Le roman Tasrit tis tesεa (Éditions Talsa) a obtenu le Prix Berbère Télévision du meilleur roman de cette année, 2026. Son auteur, Sid Ali Cherifi, est un jeune fraîchement diplômé (Master en Langue et Culture Amazighes). Il est déjà l’auteur d’un recueil de huit nouvelles paru chez le même éditeur, intitulé Abruy seg-sent (2024).
Ce roman a de nombreuses qualités. Je souhaite ici en relever au moins quelques-unes qui, prises dans leur relation mutuelle, définissent globalement son esthétique.
La toute première se situe au niveau de l’imagination de l’histoire : une imagination débordante et bien inspirée, nourrie par la rencontre des arts, notamment de la musique, de la littérature et de la poésie. Combinée, sur le plan thématique, à l’introspection et au questionnement, cette imagination gagne en fertilité, ce qui marque fortement aussi bien la créativité que la cohérence de l’histoire du roman. Cette rencontre des arts, dans l’espace de ce roman, est une originalité qui témoigne de l’inventivité de l’auteur. C’est indéniablement un texte qui fait des échos entre les arts une base importante et solide de son esthétique.
Traversée par des dualités qui peuvent recevoir des traitements philosophiques et idéologiques — entre autres la vie et la mort, le rythme et l’inertie, la création et la critique — et portée et structurée par cette rencontre des arts, cette imagination est bien prise en charge dans l’histoire racontée. C’est là sa deuxième qualité.
En effet, l’histoire de Tasrit tis tesεa est construite suivant un mouvement descendant des notes musicales, de l’aigu au grave. Elle est même structurée suivant un schéma qui rappelle celui de la Neuvième Symphonie de Beethoven. Un lecteur attentif observera l’analogie structurelle entre l’illustration de couverture, la structure de la symphonie et l’histoire racontée. Cette analogie, par son ampleur, se révèle fortement déterminante pour l’esthétique du roman. C’est une nouveauté, non seulement dans la littérature kabyle/amazighe, mais dans toute la littérature algérienne, voire nord-africaine.

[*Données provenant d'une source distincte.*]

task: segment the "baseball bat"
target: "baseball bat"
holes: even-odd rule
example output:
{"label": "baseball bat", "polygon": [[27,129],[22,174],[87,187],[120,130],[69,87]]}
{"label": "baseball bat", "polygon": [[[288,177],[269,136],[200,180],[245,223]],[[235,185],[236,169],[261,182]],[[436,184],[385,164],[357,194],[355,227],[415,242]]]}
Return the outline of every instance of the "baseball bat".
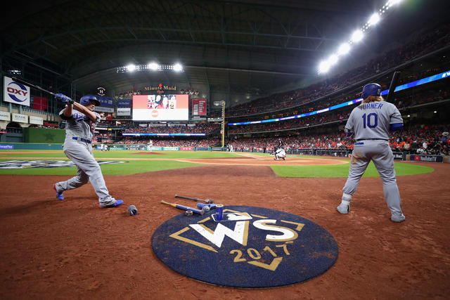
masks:
{"label": "baseball bat", "polygon": [[386,102],[390,102],[392,98],[392,95],[394,95],[394,92],[395,91],[400,73],[400,71],[395,71],[392,75],[392,80],[391,80],[391,85],[389,86],[389,93],[387,93],[387,97],[386,97]]}
{"label": "baseball bat", "polygon": [[44,93],[49,93],[49,94],[50,94],[51,96],[55,96],[54,93],[51,92],[50,91],[48,91],[48,90],[44,89],[44,88],[41,88],[39,86],[37,86],[36,84],[30,84],[30,82],[27,82],[27,81],[25,81],[23,79],[18,79],[17,77],[12,77],[12,79],[14,80],[15,82],[18,82],[20,84],[25,84],[26,86],[30,86],[30,88],[33,88],[33,89],[35,89],[37,90],[39,90],[41,91],[43,91]]}
{"label": "baseball bat", "polygon": [[210,204],[210,203],[214,203],[214,200],[210,200],[210,199],[199,199],[199,198],[193,198],[191,197],[186,197],[186,196],[180,196],[179,195],[175,195],[175,197],[176,198],[182,198],[182,199],[188,199],[190,200],[194,200],[194,201],[202,201],[205,203]]}
{"label": "baseball bat", "polygon": [[203,215],[203,214],[205,214],[205,211],[203,211],[201,209],[198,209],[194,207],[186,207],[185,205],[181,205],[181,204],[179,204],[177,203],[169,203],[169,202],[167,202],[164,200],[161,200],[161,203],[162,203],[163,204],[167,204],[167,205],[170,205],[171,207],[174,207],[175,208],[177,208],[179,209],[182,209],[182,210],[190,210],[192,211],[193,212],[195,213],[195,214],[198,214],[200,215]]}

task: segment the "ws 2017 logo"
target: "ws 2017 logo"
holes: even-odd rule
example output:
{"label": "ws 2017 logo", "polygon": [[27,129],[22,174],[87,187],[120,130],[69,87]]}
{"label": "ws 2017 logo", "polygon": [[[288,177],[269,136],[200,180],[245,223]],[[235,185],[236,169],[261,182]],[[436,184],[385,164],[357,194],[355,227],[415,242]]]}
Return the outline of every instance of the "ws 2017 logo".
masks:
{"label": "ws 2017 logo", "polygon": [[169,268],[221,286],[265,288],[307,280],[338,256],[333,236],[299,216],[262,207],[225,206],[202,216],[176,216],[152,237],[156,256]]}

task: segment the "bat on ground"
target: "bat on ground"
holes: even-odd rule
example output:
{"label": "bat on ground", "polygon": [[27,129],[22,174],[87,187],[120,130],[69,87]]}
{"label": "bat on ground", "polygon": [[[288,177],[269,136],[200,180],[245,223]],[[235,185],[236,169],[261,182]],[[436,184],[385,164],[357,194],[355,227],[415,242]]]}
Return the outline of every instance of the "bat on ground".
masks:
{"label": "bat on ground", "polygon": [[169,202],[167,202],[164,200],[161,200],[161,203],[162,203],[163,204],[167,204],[167,205],[170,205],[172,207],[174,207],[175,208],[177,208],[179,209],[182,209],[184,211],[192,211],[192,212],[195,213],[195,214],[198,214],[200,215],[203,215],[203,214],[205,214],[205,211],[203,211],[201,209],[198,209],[194,207],[186,207],[185,205],[181,205],[181,204],[179,204],[177,203],[169,203]]}
{"label": "bat on ground", "polygon": [[392,75],[392,80],[391,80],[391,85],[389,87],[389,93],[387,93],[387,97],[386,97],[386,102],[391,102],[391,100],[392,100],[392,95],[394,95],[394,92],[395,91],[400,73],[400,71],[395,71]]}
{"label": "bat on ground", "polygon": [[182,198],[182,199],[188,199],[190,200],[194,200],[194,201],[202,201],[202,202],[204,202],[205,203],[207,203],[207,204],[214,203],[214,200],[212,200],[210,199],[192,198],[191,197],[180,196],[179,195],[175,195],[175,197],[176,198]]}
{"label": "bat on ground", "polygon": [[18,82],[20,84],[25,84],[25,86],[28,86],[30,88],[33,88],[33,89],[35,89],[37,90],[39,90],[41,91],[43,91],[44,93],[49,93],[49,94],[50,94],[51,96],[55,96],[54,93],[53,93],[53,92],[51,92],[50,91],[48,91],[48,90],[44,89],[44,88],[41,88],[39,86],[37,86],[36,84],[30,84],[30,82],[27,82],[25,80],[20,79],[18,79],[17,77],[13,77],[12,79],[13,81],[15,81],[15,82]]}

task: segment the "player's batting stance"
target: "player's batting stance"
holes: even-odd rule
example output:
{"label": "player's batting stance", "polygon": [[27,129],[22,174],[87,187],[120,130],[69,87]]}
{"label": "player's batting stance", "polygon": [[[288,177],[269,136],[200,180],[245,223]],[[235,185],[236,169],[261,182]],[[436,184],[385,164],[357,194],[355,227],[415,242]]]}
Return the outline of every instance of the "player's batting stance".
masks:
{"label": "player's batting stance", "polygon": [[395,105],[385,101],[380,95],[381,86],[379,84],[365,86],[361,94],[364,100],[352,111],[345,125],[347,136],[354,134],[356,143],[352,154],[349,176],[342,189],[342,202],[337,209],[342,214],[348,214],[352,196],[356,191],[359,180],[372,160],[382,181],[385,199],[391,211],[391,220],[401,222],[405,216],[400,208],[400,193],[395,178],[394,155],[389,145],[389,133],[401,129],[403,119]]}
{"label": "player's batting stance", "polygon": [[110,195],[100,166],[92,154],[94,131],[100,121],[100,115],[93,110],[100,105],[100,101],[94,96],[89,95],[82,97],[79,103],[60,93],[55,94],[55,97],[66,103],[65,108],[59,113],[61,119],[67,122],[63,149],[77,169],[76,176],[53,185],[56,197],[62,200],[64,199],[63,193],[65,190],[79,188],[91,181],[98,195],[101,207],[122,204],[122,200],[116,200]]}

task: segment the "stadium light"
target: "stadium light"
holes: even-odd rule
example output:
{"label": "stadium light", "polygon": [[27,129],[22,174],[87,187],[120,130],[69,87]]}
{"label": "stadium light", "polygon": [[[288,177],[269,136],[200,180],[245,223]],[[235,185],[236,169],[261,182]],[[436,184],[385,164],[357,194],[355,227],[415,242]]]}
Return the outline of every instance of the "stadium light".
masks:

Le lecteur est invité à voir, dans la relation entre les intitulés des chapitres en notes musicales (le mouvement descendant structurant la dégradation de l’état du personnage) et les chiffres de la montre représentée sur l’illustration, une clé de lecture importante. Le chiffre quatre, faussement représenté par le symbole romain IIII — qui, rappelons-le, fait allusion aux grandes nouveautés introduites par Beethoven dans sa Neuvième Symphonie — entretient un rapport avec le quatrième moment (chapitre intitulé Ṣul/Sol) de la dégradation du personnage de la nouvelle, objet d’écriture et noyau de la mise en abyme. Autrement dit, l’Ode à la joie, introduite par Beethoven comme quatrième mouvement de sa symphonie, trouve un écho dans la réclusion, la solitude et la souffrance du personnage (voir les chapitres intitulés Ṣul et Fa).
Ceci n’est bien évidemment que l’indication d’un lecteur ; il n’est point de meilleure lecture que celle qu’on se fait soi-même. C’est pourquoi je vous invite et vous recommande la lecture de Tasrit tis tesεa de Sid Ali Cherifi.